The US Securities and Exchange Commission is concerned that retail investors who want their investment managers to factor environmental, social and governance considerations into investment decisions are being duped by “greenwashing” — token actions with no material effects —and marketing materials that overstate what the managers are actually doing. This is a valid concern, but the SEC’s solutions are straight out of the New Deal, top-down playbook from the 1930s.

The first change proposed by the SEC is to apply the “80% rule” to funds with names that suggest a focus on ESG focus, meaning 80% of the asset value of the fund must be in assets described by the name.
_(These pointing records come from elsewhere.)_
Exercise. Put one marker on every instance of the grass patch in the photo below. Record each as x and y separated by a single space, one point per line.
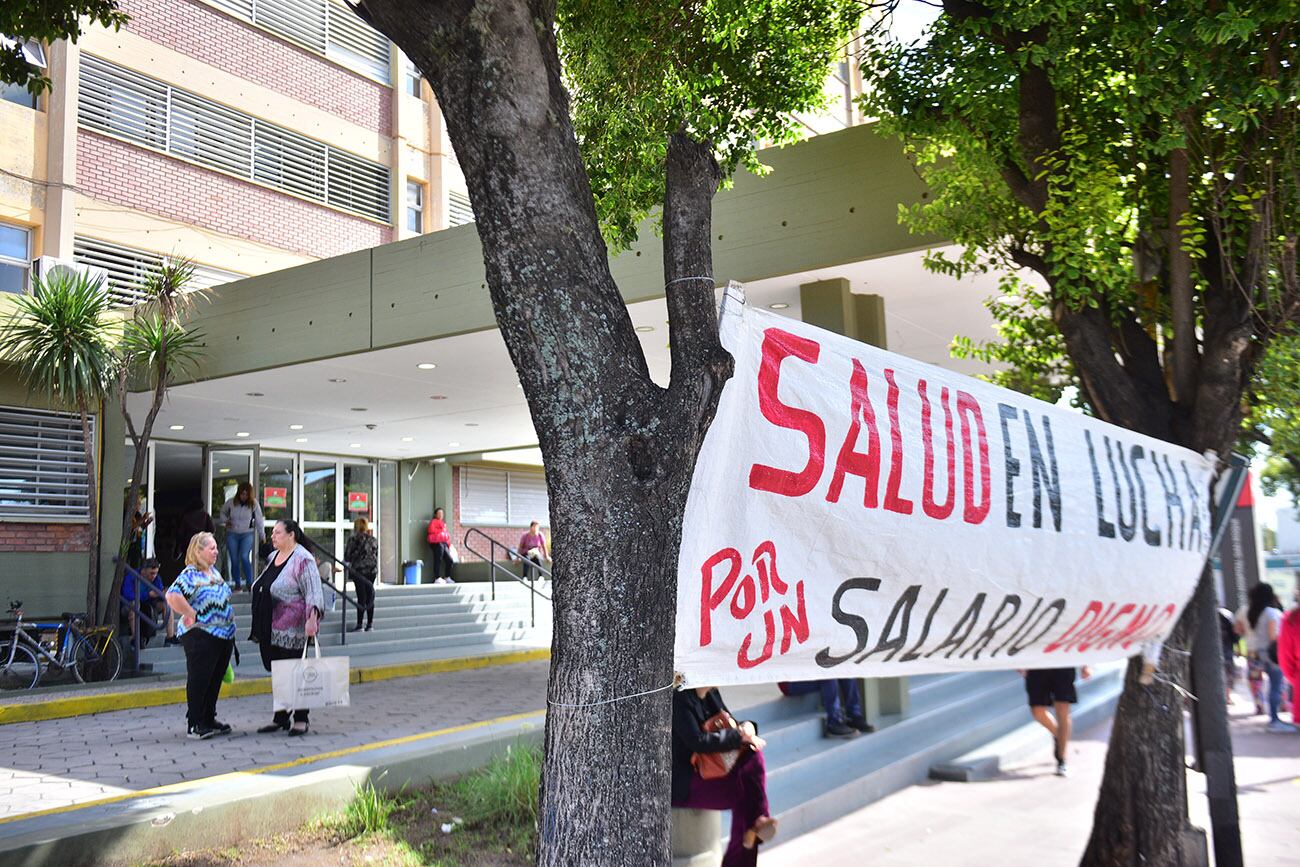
497 806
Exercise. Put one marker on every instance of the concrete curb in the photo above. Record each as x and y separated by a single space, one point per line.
59 707
233 807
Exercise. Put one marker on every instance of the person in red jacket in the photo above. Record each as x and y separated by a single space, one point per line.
1288 653
440 540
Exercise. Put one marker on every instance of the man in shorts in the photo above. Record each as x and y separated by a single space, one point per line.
1051 696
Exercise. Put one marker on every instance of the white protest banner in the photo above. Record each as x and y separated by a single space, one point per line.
857 514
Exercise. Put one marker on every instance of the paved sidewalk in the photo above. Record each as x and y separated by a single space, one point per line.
1027 816
57 763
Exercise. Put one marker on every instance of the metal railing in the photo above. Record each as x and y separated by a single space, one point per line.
531 569
311 545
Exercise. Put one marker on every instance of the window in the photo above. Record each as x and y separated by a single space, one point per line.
324 26
459 211
34 53
128 268
502 497
42 465
14 258
415 206
137 108
410 78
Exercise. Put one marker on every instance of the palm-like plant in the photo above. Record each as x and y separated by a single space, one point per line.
60 337
156 347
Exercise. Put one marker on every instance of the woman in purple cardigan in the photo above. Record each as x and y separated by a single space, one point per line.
287 605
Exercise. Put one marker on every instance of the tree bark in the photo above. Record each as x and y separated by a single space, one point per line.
619 450
92 511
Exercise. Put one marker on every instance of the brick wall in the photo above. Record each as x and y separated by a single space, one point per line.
125 174
43 538
250 52
503 534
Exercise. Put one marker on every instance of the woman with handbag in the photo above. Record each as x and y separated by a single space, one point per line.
286 608
718 764
1260 621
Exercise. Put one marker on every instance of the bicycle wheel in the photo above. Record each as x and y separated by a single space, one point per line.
92 666
22 671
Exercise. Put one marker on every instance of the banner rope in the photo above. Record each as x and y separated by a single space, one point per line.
676 680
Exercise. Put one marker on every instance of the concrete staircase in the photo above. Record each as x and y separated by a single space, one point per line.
814 780
419 621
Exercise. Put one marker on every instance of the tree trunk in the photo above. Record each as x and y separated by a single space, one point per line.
92 508
619 449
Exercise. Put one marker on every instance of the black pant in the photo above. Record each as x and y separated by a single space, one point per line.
284 653
441 560
206 659
364 598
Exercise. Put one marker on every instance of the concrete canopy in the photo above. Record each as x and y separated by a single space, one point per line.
334 346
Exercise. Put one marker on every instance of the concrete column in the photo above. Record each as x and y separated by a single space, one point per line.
831 304
61 151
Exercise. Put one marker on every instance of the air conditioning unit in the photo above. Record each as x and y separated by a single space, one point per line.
44 267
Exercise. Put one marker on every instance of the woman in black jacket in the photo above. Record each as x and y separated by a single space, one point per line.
744 790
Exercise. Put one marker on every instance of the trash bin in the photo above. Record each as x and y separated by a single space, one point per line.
412 571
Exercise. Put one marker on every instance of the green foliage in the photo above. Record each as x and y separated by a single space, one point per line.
1083 198
724 72
368 813
506 789
47 21
61 338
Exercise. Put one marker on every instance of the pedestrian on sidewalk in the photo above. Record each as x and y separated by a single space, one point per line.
841 699
1260 620
1052 692
742 790
440 540
241 516
362 555
202 599
287 605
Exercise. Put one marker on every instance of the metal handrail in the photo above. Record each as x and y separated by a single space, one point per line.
349 571
532 568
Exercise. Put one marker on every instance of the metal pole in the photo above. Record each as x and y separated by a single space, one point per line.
1209 712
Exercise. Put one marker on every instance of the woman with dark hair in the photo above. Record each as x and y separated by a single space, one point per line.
287 605
362 555
744 788
241 516
1260 621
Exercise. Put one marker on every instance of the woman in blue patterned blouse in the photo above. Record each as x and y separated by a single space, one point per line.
207 632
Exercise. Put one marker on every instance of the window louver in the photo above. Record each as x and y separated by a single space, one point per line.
133 107
42 465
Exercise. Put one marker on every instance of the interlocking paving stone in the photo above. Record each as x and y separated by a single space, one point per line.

But for the last 70 years, Modern Portfolio Theory has held sway in finance. You don’t evaluate investment securities one at a time; you look at the statistical properties of the portfolio as a whole.

This idea is clearer with international stocks funds than with ESG. In the late 1980s, foreign stocks were strongly outperforming US stocks, so foreign stock and international stock mutual funds became popular. The easiest way to make a stock fund international was to buy large-cap, multinational companies that happened to be headquartered in Europe, Japan or elsewhere. But these companies were influenced by the same economic fundamentals as large capitalization US multinational companies, so the resulting funds had high correlations to the S&P 500 Index, often higher than most US equity funds.

What investors wanted wasn’t a high proportion of fund assets in companies domiciled outside the US, they wanted low correlation to the S&P 500 for diversification, and high correlation to foreign stock markets because those were doing well. That was harder to deliver because it meant going into foreign stock markets, analyzing companies that used unfamiliar accounting principles and whose documents were not always available in English, working with foreign banks and dealers, understanding differences in legal jurisdictions, etc. When you did that, you found that there were US-domiciled companies with strong foreign stock exposure, and foreign-domiciled companies with little foreign stock exposure. The optimal portfolio balancing S&P 500 correlation, foreign stock correlation and expected return might have more than 20% US-domiciled stocks.